Getting the right tech tools vital to decentralized trial transition

By Jenni Spinner

- Last updated on GMT

(elenabs/iStock via Getty Images Plus)
(elenabs/iStock via Getty Images Plus)

Related tags Decentralized trials Virtual clinical trials Clinical trials software Patient centricity

A representative from Cmed Technology explains how taking stock of existing tech and adding the right new tools can help when switching to virtual clinical studies.

Outsourcing-Pharma spoke with Mark Tomlinson, senior director of technology operations with Cmed Technology, about what a trial team needs before planning to launch decentralized studies, and what tech tools can help make the transition easier.

OSP: Could you please share your thoughts on all the considerations trial teams have to weigh when planning to use decentralized features in a study?

MT: When planning to use DCTs, teams need to first evaluate their existing tools and vendors in relation to this new paradigm of patient centricity. Internal tools need to have a capacity to support more virtual and remote activities, and any vendors need to be able to demonstrate experience of supporting decentralized study processes and expectations, with appropriate software and processes.

With normal studies, the range of data sources is manageable and easily controlled through current processes. However, with decentralized, there are more data types, more volume, and most, if not all, would be eSource data e.g., DDC, ePRO, eCOA, central labs, both structured and unstructured, so strong data providence is vital. The DCT tools need to include this providence as an inherent aspect of its architecture, to ease set-up but also avoid even more manual reconciliation, and clinical management during the study, than normal.

There are a lot of solutions offered by the industry, but many are a collection of loosely linked point solutions, often needing parallel build processes for each solution. Although these can collect and share the data, they are fundamentally inefficient and create additional work for study teams, especially with regards to protocol updates. Small changes in one area can have significant knock-on effects across other areas, all of which need high levels of awareness, control, and management.

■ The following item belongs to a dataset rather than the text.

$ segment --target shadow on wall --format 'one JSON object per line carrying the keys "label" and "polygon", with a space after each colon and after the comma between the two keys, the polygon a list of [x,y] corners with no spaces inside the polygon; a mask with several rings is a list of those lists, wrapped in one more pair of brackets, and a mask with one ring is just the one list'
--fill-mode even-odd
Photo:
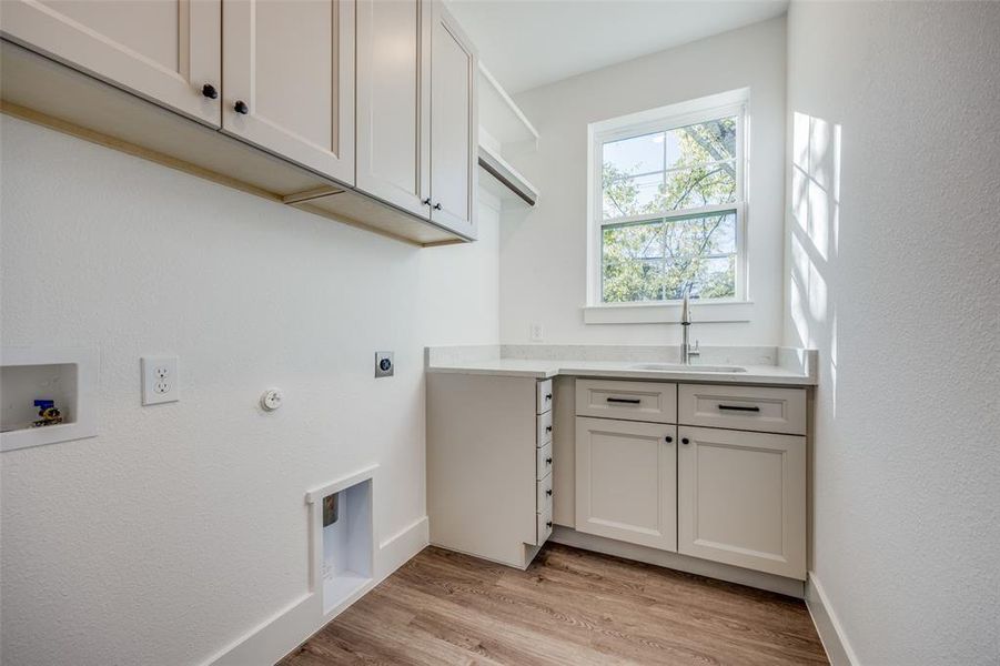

To run DCTs, teams ideally need a singular platform that encompasses the collection, review, management, analysis, and visualization of the trial data, however disparate that may be, utilizing a single build process. This ensures consistency across the data sources, inherent providence as well as efficient management of any protocol changes. This single platform needs to offer the various involved teams, a holistic and real-time view of all the data in that trial, with visibility of trends across patients, sites, and possibly trials.

With this new trial paradigm and associated tooling come new opportunities for efficiency and cost savings. Processes must be carefully updated, and teams aligned to make the most of what the technology can offer, to minimize resourcing. Keeping existing processes whilst switching out the technology is not sufficient and may even be detrimental to the trial. 

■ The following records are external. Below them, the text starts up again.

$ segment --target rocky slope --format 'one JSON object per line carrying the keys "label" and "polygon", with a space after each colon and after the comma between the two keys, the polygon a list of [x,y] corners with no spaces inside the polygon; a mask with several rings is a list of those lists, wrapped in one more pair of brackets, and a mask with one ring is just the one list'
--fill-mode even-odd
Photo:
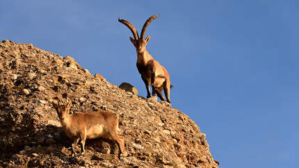
{"label": "rocky slope", "polygon": [[[188,116],[99,76],[71,57],[0,42],[0,167],[218,167],[205,135]],[[70,99],[73,112],[118,114],[127,151],[122,159],[115,144],[102,139],[88,140],[84,156],[72,158],[52,105],[57,96]]]}

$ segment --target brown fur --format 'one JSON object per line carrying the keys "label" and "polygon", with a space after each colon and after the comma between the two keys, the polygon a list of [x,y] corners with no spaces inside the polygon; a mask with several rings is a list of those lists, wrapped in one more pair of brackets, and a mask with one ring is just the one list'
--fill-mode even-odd
{"label": "brown fur", "polygon": [[86,139],[102,137],[115,141],[119,148],[118,158],[124,151],[124,140],[118,135],[118,117],[111,112],[99,110],[92,112],[78,112],[69,114],[72,101],[66,106],[54,102],[60,121],[65,135],[74,140],[72,144],[72,154],[76,156],[76,145],[81,140],[81,153],[85,151]]}
{"label": "brown fur", "polygon": [[160,99],[165,101],[165,98],[161,93],[161,91],[164,90],[167,101],[170,103],[171,85],[169,74],[164,67],[161,65],[158,61],[154,60],[152,56],[147,52],[146,45],[150,40],[150,36],[149,35],[145,39],[143,39],[147,26],[158,17],[159,15],[154,15],[147,19],[143,25],[140,38],[138,37],[138,33],[133,24],[124,19],[118,19],[118,22],[126,25],[134,35],[134,39],[130,37],[130,41],[136,49],[136,66],[145,84],[147,92],[147,97],[149,98],[151,96],[150,91],[150,85],[151,85],[153,96],[155,96],[156,93]]}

OSP: What kinds of technological tools might come into play? Feel free to talk about wearables, devices home-health nurses might use to take vitals, patient-facing apps, etc.

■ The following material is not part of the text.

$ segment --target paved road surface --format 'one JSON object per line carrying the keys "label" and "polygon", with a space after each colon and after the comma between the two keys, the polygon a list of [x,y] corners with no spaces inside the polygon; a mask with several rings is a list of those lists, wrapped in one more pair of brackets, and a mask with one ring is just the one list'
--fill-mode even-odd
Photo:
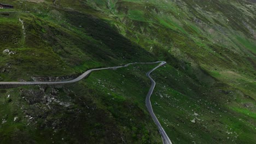
{"label": "paved road surface", "polygon": [[168,135],[166,134],[165,133],[165,130],[164,128],[162,127],[161,125],[161,124],[159,123],[159,121],[158,121],[158,118],[155,115],[155,113],[154,113],[154,111],[152,109],[152,105],[151,105],[151,102],[150,102],[150,97],[151,95],[152,94],[152,93],[154,91],[154,88],[155,88],[155,82],[154,81],[154,80],[150,77],[150,74],[152,73],[154,70],[158,68],[159,67],[163,65],[164,64],[165,64],[166,62],[161,62],[159,65],[155,67],[154,69],[152,69],[149,71],[148,71],[147,73],[147,76],[150,79],[151,81],[151,87],[149,89],[149,91],[148,91],[148,94],[147,95],[147,98],[146,100],[146,106],[147,108],[148,109],[148,111],[149,112],[149,113],[150,113],[151,117],[152,117],[152,118],[154,120],[154,122],[155,122],[155,124],[158,127],[158,130],[159,130],[159,132],[161,134],[161,136],[162,136],[162,142],[164,144],[172,144],[172,142],[169,139],[169,137],[168,137]]}
{"label": "paved road surface", "polygon": [[153,79],[151,78],[151,77],[150,76],[150,74],[151,73],[152,73],[152,71],[153,71],[154,70],[158,68],[159,67],[166,64],[166,62],[165,62],[158,61],[155,62],[150,62],[150,63],[131,63],[125,64],[125,65],[123,65],[123,66],[117,66],[117,67],[98,68],[98,69],[93,69],[87,70],[86,71],[82,74],[81,75],[80,75],[78,77],[73,80],[69,80],[69,81],[56,81],[56,82],[40,82],[40,81],[0,82],[0,85],[57,85],[57,84],[71,83],[78,82],[81,80],[82,79],[88,76],[88,75],[93,71],[97,71],[97,70],[104,70],[104,69],[116,69],[118,68],[127,67],[129,65],[135,64],[155,64],[155,63],[160,63],[159,64],[159,65],[158,65],[158,66],[156,66],[154,69],[153,69],[152,70],[151,70],[150,71],[149,71],[149,72],[147,73],[147,76],[150,79],[152,85],[151,85],[150,88],[149,89],[149,91],[148,92],[148,93],[147,95],[147,98],[146,100],[146,106],[147,106],[147,108],[148,109],[148,111],[150,113],[150,115],[152,117],[152,118],[153,119],[154,122],[155,123],[155,124],[158,127],[159,132],[161,134],[161,135],[162,136],[163,143],[164,144],[171,144],[172,142],[171,142],[171,140],[170,140],[169,137],[167,135],[166,133],[165,133],[162,127],[161,126],[161,124],[158,121],[158,118],[156,118],[156,117],[155,116],[155,114],[154,113],[154,112],[152,109],[152,106],[151,105],[150,100],[151,95],[152,94],[153,91],[155,86],[155,82],[153,80]]}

MT: DCTs inherently require more mobile solutions and as such can create multiple interfaces with the subject. Increasing use of telephone or video visits, use of wearable technologies, mobile apps on the subject’s phone, and even home delivery of an investigational product is now possible. Together these shift the balance towards the patient, transforming their experience. A trial that fits around the subject’s life - decreased site visits for instance - can increase patient commitment, increase data quality, trial compliance as well as increase patient retention overall.

New technologies such as wearables would all need to be qualified for capture of clinical-grade endpoints, whilst providing a modern, easy-to-use, intuitive user interface for the subject. Where these patient-facing tools are not sufficient on their own, such as clinician-led assessments, tooling needs to offer a way to capture data efficiently and directly in the subject’s home.

With increasing subject data, a key area of consideration would be to ensure data privacy is appropriately managed, especially where trials are multinational - including the associated user management and security controls.

OSP: Can you share some of the challenges typically associated with technology in DCTs and things sites/sponsors might miss the mark on?

MT: A key challenge will be providing tools that the average man in the street wants to use. Most clinical trial systems used now are built on older foundations that are designed for ‘trained’ users in a fixed context.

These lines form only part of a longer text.